While they wait for the market to take off, two of the firms are already in dispute, however. Velocys claims that CompactGTL is infringing some of its patents, a claim that Riches says his company “utterly and completely refutes”. Unless a compromise can be struck, Lipski says, the case should reach the High Court in London in July next year.

In the meantime, the firms are all competing for customers. The potential buyers of the technology range from small and medium-sized oil companies to refinery operators and independent project developers. To date, the greatest interest has been shown in the Americas, not least because of the shale boom in the US and the discovery of extremely deep offshore oil fields in Brazilian waters. But there should be opportunities in parts of Asia, Africa and the Middle East too.

“The most noise and publicity is in the Americas,” says Riches. “But the former Soviet Union has a big problem with flared gas and you can go to a lot of parts of the Far East and Australia.”

In terms of flaring, the worst offender is Russia, which burnt off 37.4 billion cubic metres of gas in 2011, according to the US’ National Oceanic & Atmospheric Administration. It was followed by Nigeria with 14.6 billion cubic metres, Iran at 11.4 billion cubic metres and Iraq at 9.4 billion cubic metres. However, opinion is divided on how promising the opportunities might be in the Middle East.
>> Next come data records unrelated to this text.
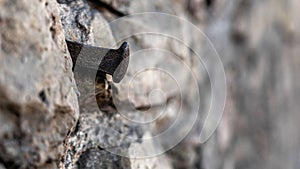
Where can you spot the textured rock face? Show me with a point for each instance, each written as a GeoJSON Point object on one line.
{"type": "Point", "coordinates": [38, 105]}
{"type": "Point", "coordinates": [44, 124]}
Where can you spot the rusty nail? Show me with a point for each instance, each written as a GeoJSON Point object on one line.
{"type": "Point", "coordinates": [112, 61]}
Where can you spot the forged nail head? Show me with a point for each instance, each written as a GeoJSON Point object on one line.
{"type": "Point", "coordinates": [113, 62]}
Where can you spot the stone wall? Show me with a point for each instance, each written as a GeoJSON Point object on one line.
{"type": "Point", "coordinates": [49, 117]}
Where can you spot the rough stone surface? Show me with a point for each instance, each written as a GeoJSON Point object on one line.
{"type": "Point", "coordinates": [38, 105]}
{"type": "Point", "coordinates": [40, 124]}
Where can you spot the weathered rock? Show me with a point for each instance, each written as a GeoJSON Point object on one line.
{"type": "Point", "coordinates": [38, 105]}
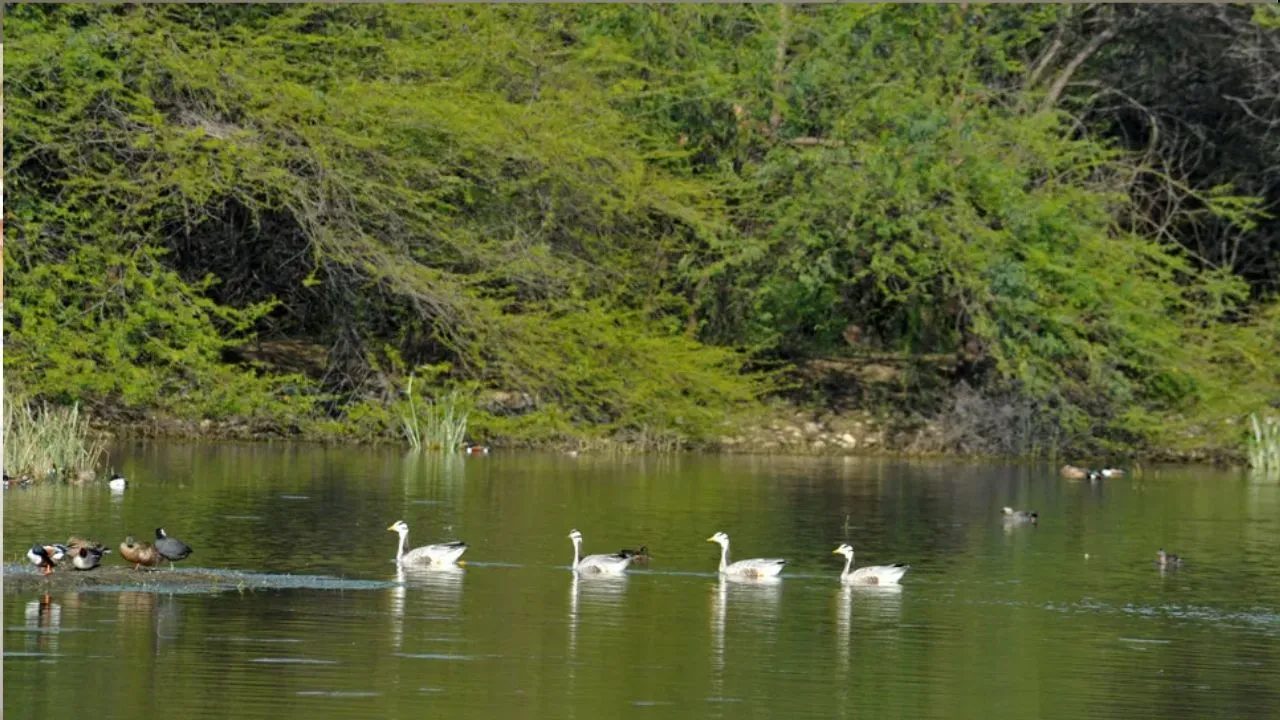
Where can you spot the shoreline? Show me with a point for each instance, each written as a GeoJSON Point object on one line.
{"type": "Point", "coordinates": [792, 432]}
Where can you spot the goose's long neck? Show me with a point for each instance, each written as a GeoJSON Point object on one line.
{"type": "Point", "coordinates": [400, 548]}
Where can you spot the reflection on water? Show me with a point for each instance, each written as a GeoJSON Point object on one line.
{"type": "Point", "coordinates": [987, 623]}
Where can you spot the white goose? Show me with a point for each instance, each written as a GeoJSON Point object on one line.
{"type": "Point", "coordinates": [753, 568]}
{"type": "Point", "coordinates": [607, 564]}
{"type": "Point", "coordinates": [435, 555]}
{"type": "Point", "coordinates": [871, 574]}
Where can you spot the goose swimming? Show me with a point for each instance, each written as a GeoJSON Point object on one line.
{"type": "Point", "coordinates": [606, 564]}
{"type": "Point", "coordinates": [753, 568]}
{"type": "Point", "coordinates": [439, 554]}
{"type": "Point", "coordinates": [871, 574]}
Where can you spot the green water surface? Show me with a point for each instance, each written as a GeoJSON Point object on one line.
{"type": "Point", "coordinates": [1065, 619]}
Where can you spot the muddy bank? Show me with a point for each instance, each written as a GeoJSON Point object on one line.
{"type": "Point", "coordinates": [26, 579]}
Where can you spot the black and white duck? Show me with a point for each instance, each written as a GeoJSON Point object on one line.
{"type": "Point", "coordinates": [170, 548]}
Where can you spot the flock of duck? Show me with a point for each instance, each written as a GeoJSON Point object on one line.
{"type": "Point", "coordinates": [86, 555]}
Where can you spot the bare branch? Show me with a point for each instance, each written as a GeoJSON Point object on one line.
{"type": "Point", "coordinates": [1048, 55]}
{"type": "Point", "coordinates": [1064, 77]}
{"type": "Point", "coordinates": [780, 63]}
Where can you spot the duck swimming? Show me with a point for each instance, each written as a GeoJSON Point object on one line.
{"type": "Point", "coordinates": [1019, 515]}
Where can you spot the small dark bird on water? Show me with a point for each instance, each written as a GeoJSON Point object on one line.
{"type": "Point", "coordinates": [170, 548]}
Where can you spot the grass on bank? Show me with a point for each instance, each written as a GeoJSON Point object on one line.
{"type": "Point", "coordinates": [1264, 442]}
{"type": "Point", "coordinates": [440, 425]}
{"type": "Point", "coordinates": [42, 438]}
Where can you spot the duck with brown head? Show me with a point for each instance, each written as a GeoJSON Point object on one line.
{"type": "Point", "coordinates": [140, 554]}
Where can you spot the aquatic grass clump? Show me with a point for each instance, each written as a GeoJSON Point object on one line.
{"type": "Point", "coordinates": [440, 425]}
{"type": "Point", "coordinates": [1264, 442]}
{"type": "Point", "coordinates": [37, 440]}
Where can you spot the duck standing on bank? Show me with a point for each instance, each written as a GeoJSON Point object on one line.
{"type": "Point", "coordinates": [170, 548]}
{"type": "Point", "coordinates": [85, 554]}
{"type": "Point", "coordinates": [46, 556]}
{"type": "Point", "coordinates": [140, 554]}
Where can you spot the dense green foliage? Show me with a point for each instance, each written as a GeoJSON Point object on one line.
{"type": "Point", "coordinates": [618, 214]}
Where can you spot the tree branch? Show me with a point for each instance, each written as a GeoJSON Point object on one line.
{"type": "Point", "coordinates": [1047, 57]}
{"type": "Point", "coordinates": [780, 63]}
{"type": "Point", "coordinates": [1064, 77]}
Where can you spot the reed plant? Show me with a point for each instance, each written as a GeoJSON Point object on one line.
{"type": "Point", "coordinates": [1264, 442]}
{"type": "Point", "coordinates": [42, 440]}
{"type": "Point", "coordinates": [442, 424]}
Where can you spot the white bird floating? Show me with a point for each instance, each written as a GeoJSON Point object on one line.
{"type": "Point", "coordinates": [871, 574]}
{"type": "Point", "coordinates": [753, 568]}
{"type": "Point", "coordinates": [606, 564]}
{"type": "Point", "coordinates": [444, 554]}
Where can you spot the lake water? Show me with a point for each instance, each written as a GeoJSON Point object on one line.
{"type": "Point", "coordinates": [1065, 619]}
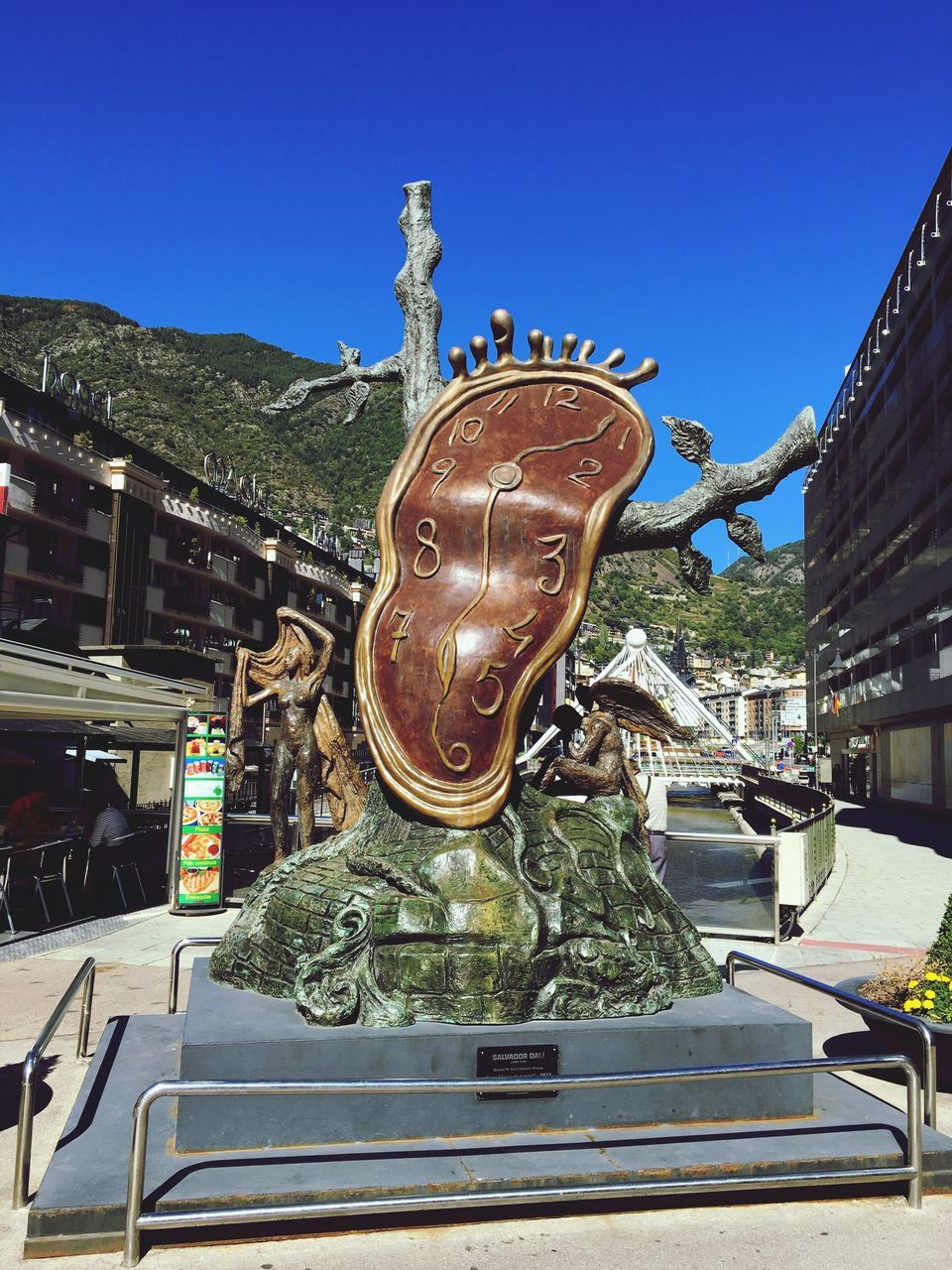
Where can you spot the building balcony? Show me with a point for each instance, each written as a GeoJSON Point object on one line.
{"type": "Point", "coordinates": [186, 553]}
{"type": "Point", "coordinates": [22, 494]}
{"type": "Point", "coordinates": [59, 509]}
{"type": "Point", "coordinates": [59, 571]}
{"type": "Point", "coordinates": [90, 636]}
{"type": "Point", "coordinates": [94, 581]}
{"type": "Point", "coordinates": [99, 525]}
{"type": "Point", "coordinates": [223, 570]}
{"type": "Point", "coordinates": [179, 601]}
{"type": "Point", "coordinates": [222, 615]}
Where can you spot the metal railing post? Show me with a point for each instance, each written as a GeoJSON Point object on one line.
{"type": "Point", "coordinates": [175, 965]}
{"type": "Point", "coordinates": [85, 1014]}
{"type": "Point", "coordinates": [910, 1171]}
{"type": "Point", "coordinates": [918, 1025]}
{"type": "Point", "coordinates": [85, 979]}
{"type": "Point", "coordinates": [914, 1137]}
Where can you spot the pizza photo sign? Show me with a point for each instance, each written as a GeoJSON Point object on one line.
{"type": "Point", "coordinates": [489, 529]}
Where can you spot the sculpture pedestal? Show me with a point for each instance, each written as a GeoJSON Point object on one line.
{"type": "Point", "coordinates": [241, 1035]}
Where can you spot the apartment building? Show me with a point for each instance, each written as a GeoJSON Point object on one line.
{"type": "Point", "coordinates": [108, 547]}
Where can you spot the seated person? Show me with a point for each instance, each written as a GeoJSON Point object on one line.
{"type": "Point", "coordinates": [108, 826]}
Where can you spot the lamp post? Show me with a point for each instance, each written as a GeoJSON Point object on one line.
{"type": "Point", "coordinates": [835, 665]}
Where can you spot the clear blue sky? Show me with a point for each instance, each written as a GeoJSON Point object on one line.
{"type": "Point", "coordinates": [725, 187]}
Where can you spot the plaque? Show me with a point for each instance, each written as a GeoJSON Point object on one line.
{"type": "Point", "coordinates": [511, 1061]}
{"type": "Point", "coordinates": [489, 530]}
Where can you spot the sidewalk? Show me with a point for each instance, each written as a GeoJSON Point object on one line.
{"type": "Point", "coordinates": [889, 889]}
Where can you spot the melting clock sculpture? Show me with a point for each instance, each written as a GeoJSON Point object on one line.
{"type": "Point", "coordinates": [460, 894]}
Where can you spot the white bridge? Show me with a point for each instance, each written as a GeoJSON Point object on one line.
{"type": "Point", "coordinates": [673, 762]}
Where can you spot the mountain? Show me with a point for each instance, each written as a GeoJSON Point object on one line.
{"type": "Point", "coordinates": [782, 568]}
{"type": "Point", "coordinates": [181, 394]}
{"type": "Point", "coordinates": [751, 610]}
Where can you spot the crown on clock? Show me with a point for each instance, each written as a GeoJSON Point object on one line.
{"type": "Point", "coordinates": [540, 348]}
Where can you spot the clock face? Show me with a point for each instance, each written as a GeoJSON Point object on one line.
{"type": "Point", "coordinates": [489, 530]}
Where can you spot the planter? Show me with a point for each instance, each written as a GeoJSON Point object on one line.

“Generally speaking, many parts of the Middle East are gas poor,” says Lipski. “The consequence is that the opportunities for GTL are specific and niche. Having said that, I do believe there is a promising future all over the world for biomass-to-liquids, the ability to turn municipal, agricultural and household waste into usable fuels.”

Regional opportunities

Johnsen is more optimistic, although the ownership structure of his company may make it difficult to do business in some countries in the region.

“The vast natural gas resources in the Middle East make it a natural long-term target for us,” he says. “Israel, for instance, which is the home of our primary investor IC Green, once had next to no domestic energy resources, but the recent discovery of offshore natural gas reserves that are far larger than previously believed is a game-changer for the economy. We could build small-scale plants for use at oil fields in the Middle East where hundreds of millions of dollars worth of associated natural gas are now being flared.”

For its part, Synfuels International has licensed exclusive marketing rights for its technology in the Middle East and North Africa, the former Soviet Union and the Indian subcontinent to Kuwait’s Aref Energy.

Only after the technology these companies offer has been rolled out on a larger scale will it become clear how viable their plans are; introducing new technology into a market is rarely straightforward. For Shell and Sasol at least, the gas volumes they are targeting means they do not represent a threat to the biggest GTL operators.